Les mains sur le guidon, les jambes prêtes à avaler 2 km. À 15 ans, Vassily Léontieff travaille son endurance. Malgré son hémiplégie du côté gauche, le jeune adolescent est concentré sur son effort. Il devrait s’aligner au départ des épreuves d’athlétisme et de tri cyclisme.
« Je serai plutôt sur 50 mètres, vu que je suis assez bon (…) C’est important pour moi d’y participer, pour montrer que, comparé à certaines personnes, je peux être plus fort dans certaines choses et montrer qui je suis vraiment », sourit l’adolescent.
En cette semaine de vacances scolaires, l’équipe est quasi au complet. Vassily est originaire de Bora Bora. Il compte poursuivre sa préparation, chez lui, à son retour.

« Là, j’ai fait 2 kilomètres et la reprise est difficile. Je pense que je vais encore m’entraîner pour essayer d’avoir une meilleure endurance, un meilleur cardio et une meilleure mentalité », dit-il.
Endurance pour les épreuves d’athlétisme, précision pour la boccia ou la sarbacane. Plusieurs disciplines sont au programme de ces Jeux Nationaux.
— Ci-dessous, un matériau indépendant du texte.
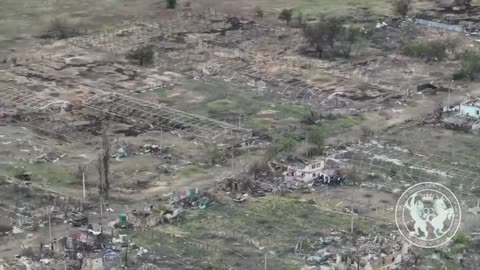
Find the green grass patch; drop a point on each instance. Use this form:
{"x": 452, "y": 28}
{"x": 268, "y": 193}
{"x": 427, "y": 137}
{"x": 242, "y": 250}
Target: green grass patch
{"x": 191, "y": 170}
{"x": 292, "y": 110}
{"x": 314, "y": 7}
{"x": 221, "y": 105}
{"x": 52, "y": 173}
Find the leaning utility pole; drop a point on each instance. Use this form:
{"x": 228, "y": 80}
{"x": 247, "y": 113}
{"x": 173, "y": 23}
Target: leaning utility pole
{"x": 103, "y": 164}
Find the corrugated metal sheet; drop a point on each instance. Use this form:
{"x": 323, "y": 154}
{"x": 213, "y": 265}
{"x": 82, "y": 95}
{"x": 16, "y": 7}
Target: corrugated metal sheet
{"x": 446, "y": 27}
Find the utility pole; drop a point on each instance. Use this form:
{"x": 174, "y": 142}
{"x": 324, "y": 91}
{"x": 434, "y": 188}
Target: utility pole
{"x": 351, "y": 223}
{"x": 101, "y": 214}
{"x": 83, "y": 184}
{"x": 161, "y": 138}
{"x": 232, "y": 160}
{"x": 50, "y": 226}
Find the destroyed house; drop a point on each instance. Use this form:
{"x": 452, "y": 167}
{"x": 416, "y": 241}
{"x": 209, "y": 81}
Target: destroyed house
{"x": 306, "y": 173}
{"x": 470, "y": 109}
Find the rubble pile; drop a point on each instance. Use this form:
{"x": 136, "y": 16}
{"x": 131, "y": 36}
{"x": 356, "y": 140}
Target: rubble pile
{"x": 342, "y": 249}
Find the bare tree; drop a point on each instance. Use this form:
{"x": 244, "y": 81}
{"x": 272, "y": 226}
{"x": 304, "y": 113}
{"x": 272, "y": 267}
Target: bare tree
{"x": 103, "y": 163}
{"x": 402, "y": 7}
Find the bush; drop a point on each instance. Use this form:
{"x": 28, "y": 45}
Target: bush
{"x": 142, "y": 56}
{"x": 402, "y": 7}
{"x": 62, "y": 29}
{"x": 171, "y": 4}
{"x": 259, "y": 12}
{"x": 332, "y": 33}
{"x": 299, "y": 20}
{"x": 435, "y": 50}
{"x": 470, "y": 60}
{"x": 286, "y": 15}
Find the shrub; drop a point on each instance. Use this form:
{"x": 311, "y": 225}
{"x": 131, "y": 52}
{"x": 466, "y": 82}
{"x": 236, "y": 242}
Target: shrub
{"x": 286, "y": 15}
{"x": 259, "y": 12}
{"x": 142, "y": 56}
{"x": 470, "y": 60}
{"x": 299, "y": 20}
{"x": 62, "y": 29}
{"x": 435, "y": 50}
{"x": 402, "y": 7}
{"x": 171, "y": 4}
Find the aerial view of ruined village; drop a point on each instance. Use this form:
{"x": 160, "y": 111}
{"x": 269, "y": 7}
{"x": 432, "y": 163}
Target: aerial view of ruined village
{"x": 239, "y": 134}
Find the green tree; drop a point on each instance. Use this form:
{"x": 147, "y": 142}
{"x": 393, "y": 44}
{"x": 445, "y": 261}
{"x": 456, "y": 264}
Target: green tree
{"x": 347, "y": 37}
{"x": 171, "y": 4}
{"x": 470, "y": 60}
{"x": 286, "y": 15}
{"x": 142, "y": 56}
{"x": 316, "y": 35}
{"x": 259, "y": 13}
{"x": 402, "y": 7}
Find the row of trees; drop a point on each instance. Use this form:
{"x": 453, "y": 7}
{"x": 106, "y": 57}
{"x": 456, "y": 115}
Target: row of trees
{"x": 331, "y": 33}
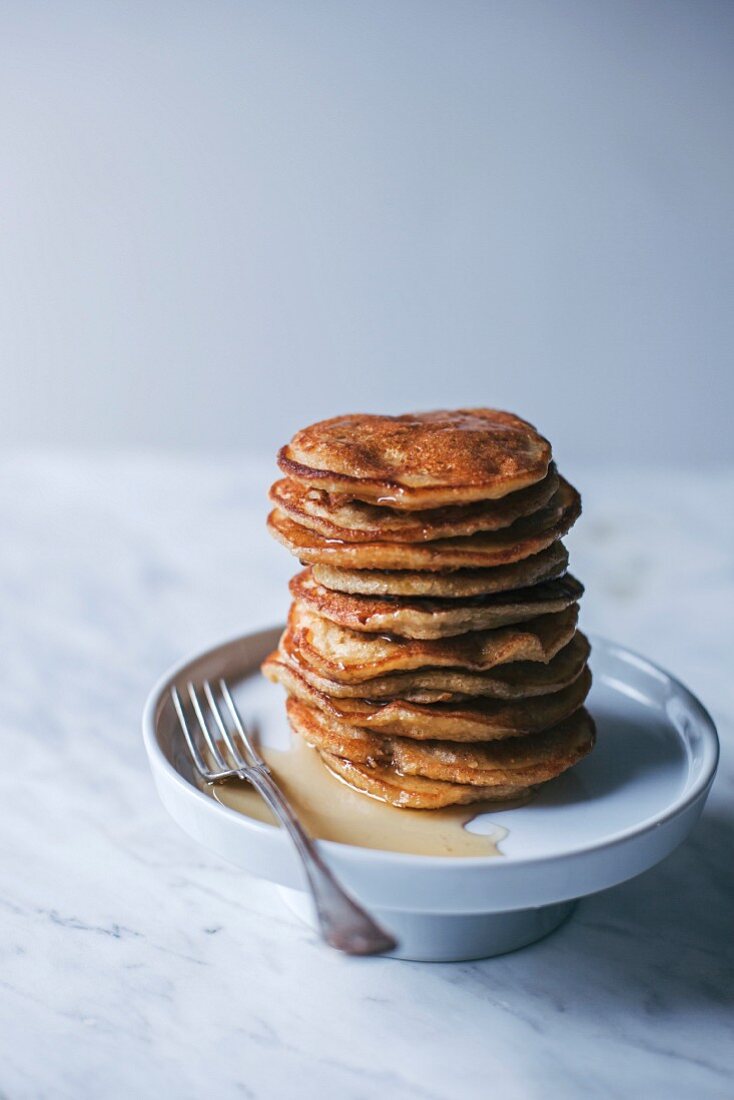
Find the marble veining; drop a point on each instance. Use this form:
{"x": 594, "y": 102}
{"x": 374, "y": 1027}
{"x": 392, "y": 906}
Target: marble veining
{"x": 134, "y": 964}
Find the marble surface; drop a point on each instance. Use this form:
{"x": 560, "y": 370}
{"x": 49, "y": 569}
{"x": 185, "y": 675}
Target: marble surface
{"x": 133, "y": 964}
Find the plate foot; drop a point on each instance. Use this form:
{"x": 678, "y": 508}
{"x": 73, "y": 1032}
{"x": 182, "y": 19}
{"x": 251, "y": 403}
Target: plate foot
{"x": 446, "y": 937}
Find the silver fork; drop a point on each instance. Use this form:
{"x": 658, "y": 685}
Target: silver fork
{"x": 342, "y": 922}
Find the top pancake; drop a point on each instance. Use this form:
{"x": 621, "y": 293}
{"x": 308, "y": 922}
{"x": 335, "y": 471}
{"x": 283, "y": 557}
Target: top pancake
{"x": 419, "y": 460}
{"x": 338, "y": 517}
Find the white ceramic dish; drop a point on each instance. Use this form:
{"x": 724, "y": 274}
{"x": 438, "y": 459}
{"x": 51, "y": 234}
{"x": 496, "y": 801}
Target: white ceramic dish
{"x": 616, "y": 814}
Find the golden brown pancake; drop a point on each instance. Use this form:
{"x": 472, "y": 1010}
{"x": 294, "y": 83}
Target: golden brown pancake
{"x": 416, "y": 792}
{"x": 337, "y": 517}
{"x": 419, "y": 460}
{"x": 517, "y": 761}
{"x": 480, "y": 721}
{"x": 460, "y": 584}
{"x": 516, "y": 680}
{"x": 352, "y": 657}
{"x": 434, "y": 618}
{"x": 526, "y": 537}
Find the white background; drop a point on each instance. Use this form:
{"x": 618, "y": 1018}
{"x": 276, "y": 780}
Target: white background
{"x": 222, "y": 220}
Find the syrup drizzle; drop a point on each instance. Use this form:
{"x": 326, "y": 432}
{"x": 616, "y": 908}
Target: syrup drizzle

En 2024 à Saint-Brieuc, la délégation tahitienne avait remporté l’or en boccia et 3 médailles d’argent en boccia, tri cyclisme, et tir sportif.
Au-delà des perspectives de podium, l’entraîneur veut accompagner ces jeunes dans leur parcours de vie .
« On est solidaires avec eux. Ils sont aussi, pour la plupart, en milieu scolarisé. Ce n’est pas évident de pouvoir laisser de côté leurs études, leurs familles, et leurs amis, ici à Tahiti, pour partir en France pendant trois semaines », souligne Tutavake Ragivaru.
Onerava Matai a trouvé son sport de prédilection : la boccia. Il s’agit d’une des 2 disciplines paralympiques qui n’a pas d’équivalent chez les valides. Ce sport qui s’apparente à la pétanque. La jeune fille s’applique avec précision pour marquer des points et développer des stratégies de jeu. Elle se dit heureuse de porter les couleurs du fenua.

« Pour moi, partir en France, ça représente une opportunité, une fierté pour moi et ma famille. J’espère que je rentrerai avec une médaille », sourit la jeune fille.
Itai Teriiteporouarai, lui, fait appel à son souffle pour marquer des points. Car il a opté pour la sarbacane, un sport de visée. En suivant les conseils de l’entraîneur, il affûte ses tirs. « J’ai envie d’aller en France et de tenter de gagner la médaille d’or », souligne le jeune garçon.
A chaque entraînement, l’entraide est omniprésente et la confiance en soi grandit. Ces jeunes veulent montrer de quoi ils sont capables mais également revenir fenua en étant fiers d’avoir porté les couleurs polynésiennes.
Le 21 mars, la FRAT organisera sa traditionnelle course, la Run Frat. Les fonds récoltés serviront à financer le séjour pour les Jeux Nationaux de l’Avenir Handisport.